Another unremarkable day for sterling as it continues to float in a 1.5% band. The data will likely be a key driver for the pound in the coming weeks, but for now, with an election on the horizon and multiple economic scenarios likely to ensue, the pound is likely to trade with less volatility than GBPUSD traders may have become accustomed to over the past 12-months. Regardless, the pound has rallied over the course of this week but is approaching the top of its recent trading range and a key psychological level. To break through this, a serious gauge of how the upcoming election will determine the Brexit process or a substantial downturn in the US dollar will be needed. Notable, GBPUSD could be dragged higher through its recent upper bound if the Nonfarm Payroll release surprises substantially to the downside as the euro pulls the pound higher. October’s Manufacturing PMI is released today at 09:30 GMT with a marginal decline from 48.3 to 48.2 is expected.
The single currency has flown under the radar this week but has continued to drive higher against a softening US dollar. Yesterday’s data releases saw the Eurozone CPI estimate for October come in on target at 0.7% YoY, down from last month’s reading which was also revised down to 0.8%. Positivity came in the fact that the core rate, which is a reliable measure of underlying inflation dynamics, rose from 1.0% to 1.1%, suggesting the downturn in headline inflation is transitory and tainted by more volatile components such as energy prices. Real GDP was also released for Q3 and saw a marginal beat in expectations. Economic growth after discounting for inflation was 0.2%, the same pace as Q2. Overall, the data beat the market’s expectations and helped the euro on its way with the majority of other G10 currencies against the US dollar.

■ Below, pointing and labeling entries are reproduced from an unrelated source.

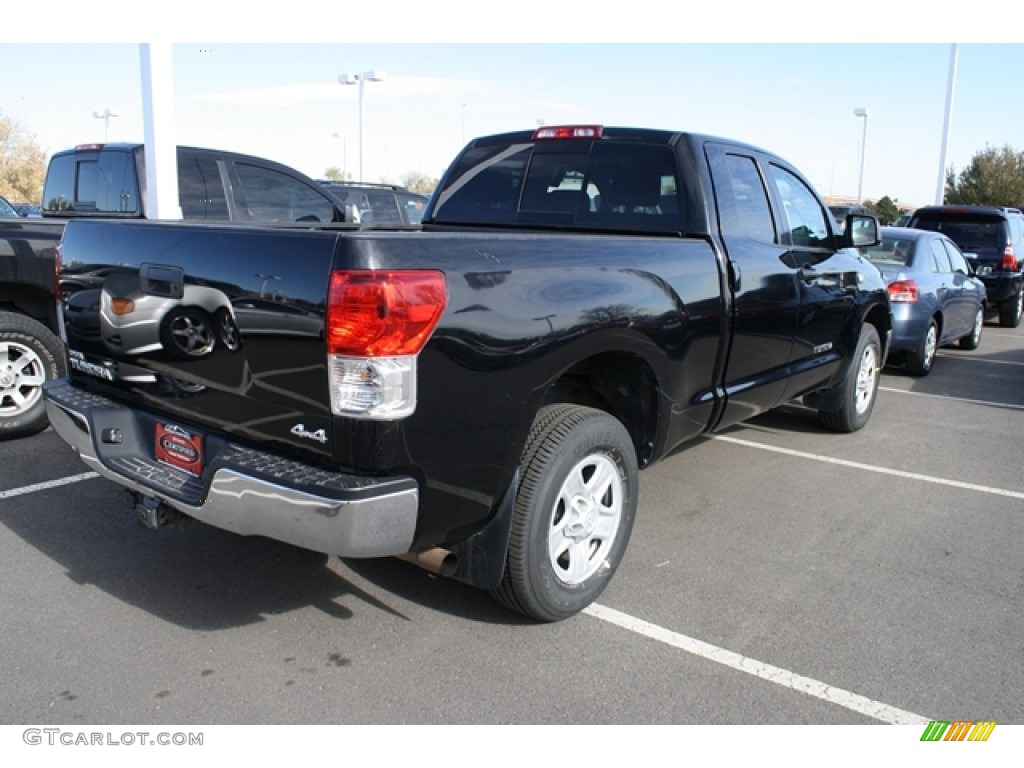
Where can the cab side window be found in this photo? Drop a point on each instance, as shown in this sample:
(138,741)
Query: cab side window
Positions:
(271,196)
(742,202)
(201,193)
(805,220)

The US dollar has been on the back foot for the whole of the week thus far, as measured by the composite dollar DXY index. The theme hasn’t subsided, and the greenback continues to trade in the red this morning against most notable currencies. Following the Federal Reserve’s decision to pause the current period of cutting rates, dubbed as the mid-cycle adjustment, today’s Nonfarm Payroll data will have added impact. Expectations are low with the median forecast submitted to Bloomberg predicting only 85,000 jobs will be added in October given a large contraction in the manufacturing sector’s employment market. However, with the economy beginning to show signs of slowing, albeit at a slower pace than expected after the preliminary Q3 GDP release surprised to the upside, wage growth measures will be the key market-moving metric. Strong wage growth is necessary for a consumer-based economy like the US to weather trade protectionist measures.
The loonie has become somewhat subdued following the Bank of Canada meeting and failed to capitalise on broad USD weakness yesterday. The slight miss in August’s GDP didn’t help support the loonie’s initial rally, but the 1 percentage point undershoot at 1.3% growth was arguably counteracted by a similar upward revision in July’s reading to 1.4%. Thus far, growth data is on track for the economy to reach the BoC’s 1.5% GDP forecast. This morning the loonie has reconnected with the broader G10 rally against the US dollar. October’s manufacturing PMI is the only piece of top-tier data in the calendar today.